# First time trying to make some skeeter pee, need some newbie advice



## MasterBlaster (Jun 19, 2014)

I have two batches of apricot wine going right now and I'd like to use the slurry to start a batch or two of pee. I am a little confused at the process of how to save the active slurry. I was planning on running these to almost completely dry, maybe a few points below dry, which will be around 12% ABV. 

I am using EC-1118, so am I safe to let if go all the way dry and still have active yeast since EC-1118 is rated to go up to around 18%? Also, I have the fruit directly in my must, no bag. I usually filter the must through a strainer to get the fruit out when I rack to carboy. If I do this, will I still have enough yeast in the slurry to proceed to start the pee? And is the slurry basically just everything I would normally leave at the first rack, minus the big chunks of fruit pulp? 
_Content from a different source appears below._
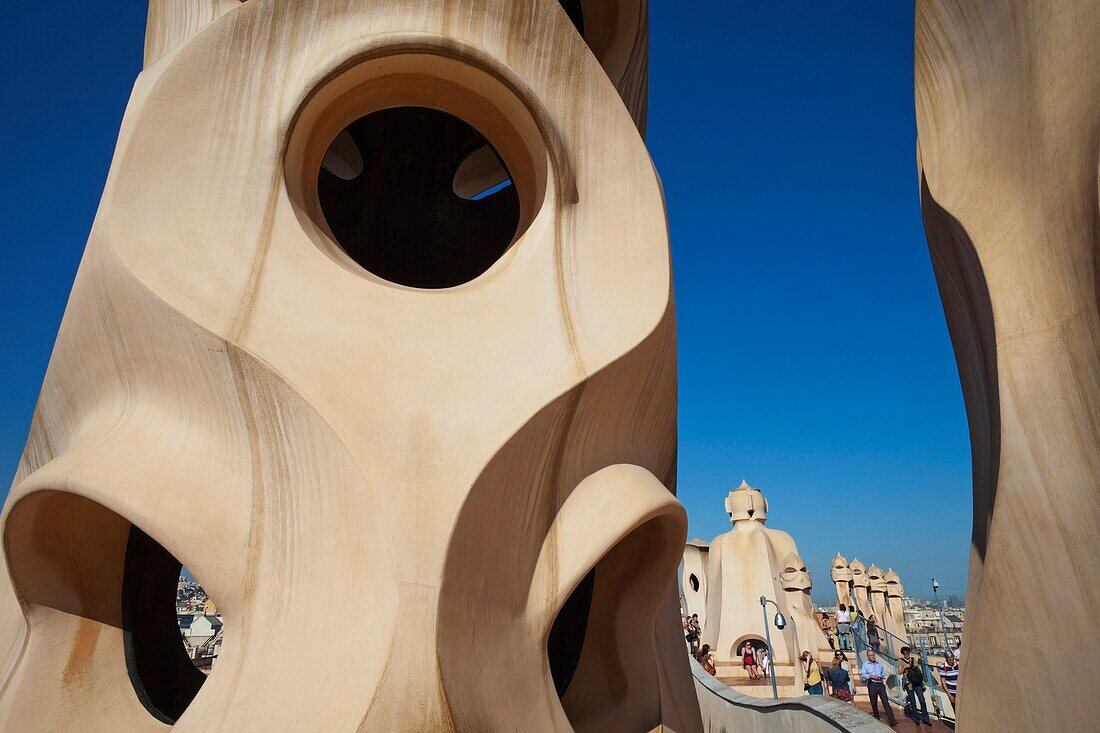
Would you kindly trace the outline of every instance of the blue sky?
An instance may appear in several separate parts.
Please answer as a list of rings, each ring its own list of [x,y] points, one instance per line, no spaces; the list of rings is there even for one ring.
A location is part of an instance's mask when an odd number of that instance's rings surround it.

Sorry for the basic questions, I am just really excited to make this after two years of talking about it, and I don't want to mess it up. Thanks for any help I can get.


----------



## Arne (Jun 19, 2014)

Yep, the slurry is everything minus the chunks. I would just leave it in the primary, add my water, lemon juice ( I start it with one bottle, add the rest as time goes on) energizer, tannin, etc. and the sugar. Let it go. I usually start it right after racking off the wine. Takes off quick every time and only have to clean the primary when the s.p. gets done. BTW, it is pretty hard to screw up bad. Don't over think it, it is easy. Good luck with it, Arne.


----------



## MasterBlaster (Jun 20, 2014)

Cool, thanks for the assurance. I am really looking forward to this for the summer. I'm sure I'll be back to ask some more questions in the next few days as I prepare to start! Thanks again.


----------